In conclusion, we propose that glucocorticoid therapy may inadvertently impair skeletal muscle homeostasis and normal skeletal muscle repair processes. Our knowledge of the consequences of long-term glucocorticoid use on skeletal muscle mass, strength and endurance require further studies. A better understanding of the response of skeletal muscle to glucocorticoids, and the processes within muscle that enable some patients to maintain normal function while others suffer from severe impairment, will improve clinical practice and treatment outcomes.

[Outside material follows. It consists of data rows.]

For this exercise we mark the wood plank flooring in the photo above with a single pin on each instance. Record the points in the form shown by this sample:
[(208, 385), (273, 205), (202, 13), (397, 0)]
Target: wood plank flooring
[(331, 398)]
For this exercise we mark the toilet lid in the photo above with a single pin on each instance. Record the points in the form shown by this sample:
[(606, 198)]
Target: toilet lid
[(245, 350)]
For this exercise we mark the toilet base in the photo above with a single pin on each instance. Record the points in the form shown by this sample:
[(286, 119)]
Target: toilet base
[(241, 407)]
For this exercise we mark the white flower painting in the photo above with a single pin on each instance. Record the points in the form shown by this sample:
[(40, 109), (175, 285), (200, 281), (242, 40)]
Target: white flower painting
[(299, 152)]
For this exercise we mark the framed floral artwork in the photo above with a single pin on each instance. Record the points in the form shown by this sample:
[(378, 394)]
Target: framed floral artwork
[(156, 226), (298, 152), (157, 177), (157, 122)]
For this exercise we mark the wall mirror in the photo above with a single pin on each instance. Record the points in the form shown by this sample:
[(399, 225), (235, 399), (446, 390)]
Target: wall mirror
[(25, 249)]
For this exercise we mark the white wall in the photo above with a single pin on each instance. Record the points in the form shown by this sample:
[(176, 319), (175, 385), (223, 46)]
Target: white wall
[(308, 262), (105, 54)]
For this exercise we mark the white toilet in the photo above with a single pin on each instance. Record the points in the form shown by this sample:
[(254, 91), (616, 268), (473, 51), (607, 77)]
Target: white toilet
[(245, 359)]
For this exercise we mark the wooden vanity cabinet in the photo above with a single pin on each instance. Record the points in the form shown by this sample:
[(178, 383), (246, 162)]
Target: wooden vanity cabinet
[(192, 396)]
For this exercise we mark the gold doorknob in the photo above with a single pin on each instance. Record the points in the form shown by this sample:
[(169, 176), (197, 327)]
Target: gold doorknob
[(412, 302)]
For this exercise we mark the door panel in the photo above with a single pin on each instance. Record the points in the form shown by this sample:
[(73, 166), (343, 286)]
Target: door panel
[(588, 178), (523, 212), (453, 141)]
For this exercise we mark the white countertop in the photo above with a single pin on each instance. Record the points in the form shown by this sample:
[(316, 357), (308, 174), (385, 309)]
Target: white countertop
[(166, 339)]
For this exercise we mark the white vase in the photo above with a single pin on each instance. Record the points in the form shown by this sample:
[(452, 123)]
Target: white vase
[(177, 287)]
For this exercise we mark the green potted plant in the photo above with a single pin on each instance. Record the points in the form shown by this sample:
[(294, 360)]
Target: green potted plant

Financial & competing interests disclosure

The authors have no relevant affiliations or financial involvement with any organization or entity with a financial interest in or financial conflict with the subject matter or materials discussed in the manuscript. This includes employment, consultancies, honoraria, stock ownership or options, expert testimony, grants or patents received or pending, or royalties.

No writing assistance was utilized in the production of this manuscript.